Industry leaders are also starting to collaborate on open standards. For example, Browzwear, which makes 3D fashion design software, has been collaborating with Vizoo to drive the adoption of the Unified 3D Material (U3M) standard in the fashion industry. One big plus compared to other formats is that it can capture both the fabric’s visual information and physical properties.
“I truly believe that evolving the metaverse to the point of mass adoption requires materials and textures to be accurately represented,” Avihay Feld, CEO of Browzwear, told VentureBeat. “Synthetic visions involving digital twins as frozen snapshots of the physical world are a good start. Digital twins as an evolving picture of reality that is synchronized with reality are even better.”
He argues that it is not clear where the metaverse is going, but it is easy to imagine two possibilities. One is a metaverse that is a departure from reality, where virtual worlds defy the laws of physics. The other is a metaverse that imitates reality so users would have experiences that are analogous to those possible in the real world.

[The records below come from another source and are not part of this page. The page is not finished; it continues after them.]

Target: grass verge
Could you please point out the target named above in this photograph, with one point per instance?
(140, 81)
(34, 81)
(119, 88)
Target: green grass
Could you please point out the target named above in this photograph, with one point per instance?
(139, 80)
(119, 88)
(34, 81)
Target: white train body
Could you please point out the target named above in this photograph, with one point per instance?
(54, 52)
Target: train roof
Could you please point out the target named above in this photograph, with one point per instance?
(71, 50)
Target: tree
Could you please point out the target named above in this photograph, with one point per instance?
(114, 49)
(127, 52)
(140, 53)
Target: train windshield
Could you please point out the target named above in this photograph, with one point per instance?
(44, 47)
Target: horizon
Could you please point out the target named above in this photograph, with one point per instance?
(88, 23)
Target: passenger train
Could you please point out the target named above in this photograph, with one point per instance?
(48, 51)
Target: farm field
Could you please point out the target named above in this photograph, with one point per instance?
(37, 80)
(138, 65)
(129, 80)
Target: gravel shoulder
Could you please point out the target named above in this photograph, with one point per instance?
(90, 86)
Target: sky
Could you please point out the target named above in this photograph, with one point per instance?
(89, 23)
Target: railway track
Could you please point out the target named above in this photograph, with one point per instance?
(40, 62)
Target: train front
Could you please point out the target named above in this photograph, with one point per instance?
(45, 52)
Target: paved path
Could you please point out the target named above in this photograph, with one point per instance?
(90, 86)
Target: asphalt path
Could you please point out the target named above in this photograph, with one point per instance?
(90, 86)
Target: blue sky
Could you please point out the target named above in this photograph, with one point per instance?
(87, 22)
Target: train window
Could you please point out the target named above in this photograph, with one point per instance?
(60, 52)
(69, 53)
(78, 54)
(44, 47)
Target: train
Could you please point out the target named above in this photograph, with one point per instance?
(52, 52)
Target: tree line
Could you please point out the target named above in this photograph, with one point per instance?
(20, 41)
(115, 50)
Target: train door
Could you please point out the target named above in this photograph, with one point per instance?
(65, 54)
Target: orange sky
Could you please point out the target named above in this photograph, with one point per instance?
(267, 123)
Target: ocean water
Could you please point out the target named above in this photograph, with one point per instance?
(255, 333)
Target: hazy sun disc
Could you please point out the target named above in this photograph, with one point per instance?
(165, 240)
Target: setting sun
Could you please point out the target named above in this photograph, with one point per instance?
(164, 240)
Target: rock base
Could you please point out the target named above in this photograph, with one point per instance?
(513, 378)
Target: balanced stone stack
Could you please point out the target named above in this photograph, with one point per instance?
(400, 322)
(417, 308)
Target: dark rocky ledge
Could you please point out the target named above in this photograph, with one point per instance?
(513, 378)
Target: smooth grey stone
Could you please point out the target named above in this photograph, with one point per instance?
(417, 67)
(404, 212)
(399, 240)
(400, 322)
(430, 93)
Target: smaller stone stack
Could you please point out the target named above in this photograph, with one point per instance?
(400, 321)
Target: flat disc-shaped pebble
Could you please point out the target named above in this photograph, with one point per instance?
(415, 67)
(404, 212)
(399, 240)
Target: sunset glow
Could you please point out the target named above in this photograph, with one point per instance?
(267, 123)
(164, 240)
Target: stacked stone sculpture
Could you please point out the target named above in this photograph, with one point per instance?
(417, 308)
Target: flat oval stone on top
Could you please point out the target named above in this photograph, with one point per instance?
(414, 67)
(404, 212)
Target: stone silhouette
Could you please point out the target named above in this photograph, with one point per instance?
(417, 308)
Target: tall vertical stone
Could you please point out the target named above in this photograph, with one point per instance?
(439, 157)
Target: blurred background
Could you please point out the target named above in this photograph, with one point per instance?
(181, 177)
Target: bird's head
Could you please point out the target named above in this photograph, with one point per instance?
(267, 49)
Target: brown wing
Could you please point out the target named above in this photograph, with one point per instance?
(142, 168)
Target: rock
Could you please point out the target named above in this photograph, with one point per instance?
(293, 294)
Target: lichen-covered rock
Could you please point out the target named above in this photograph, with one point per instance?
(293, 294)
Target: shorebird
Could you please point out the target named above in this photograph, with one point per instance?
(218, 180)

He believes that a true-to-life representation of both the visual and physical properties will be essential in this second case. Having realistic things inside the virtual world will make it more immersive and compelling, but it will also enable the metaverse to support a variety of use cases. A major one of these is commerce, not of strictly digital items, but of real-life objects. In this second case, having true digital twins, from the perspectives of visualizing textures and simulating the physics of an object, will be essential.
“It is possible that these two possibilities will coexist, but without the true-to-life experiences, it’s likely the metaverse will remain a fantasy world for the tech-savvy instead of being the transformative new universe it has the potential to be,” Feld said.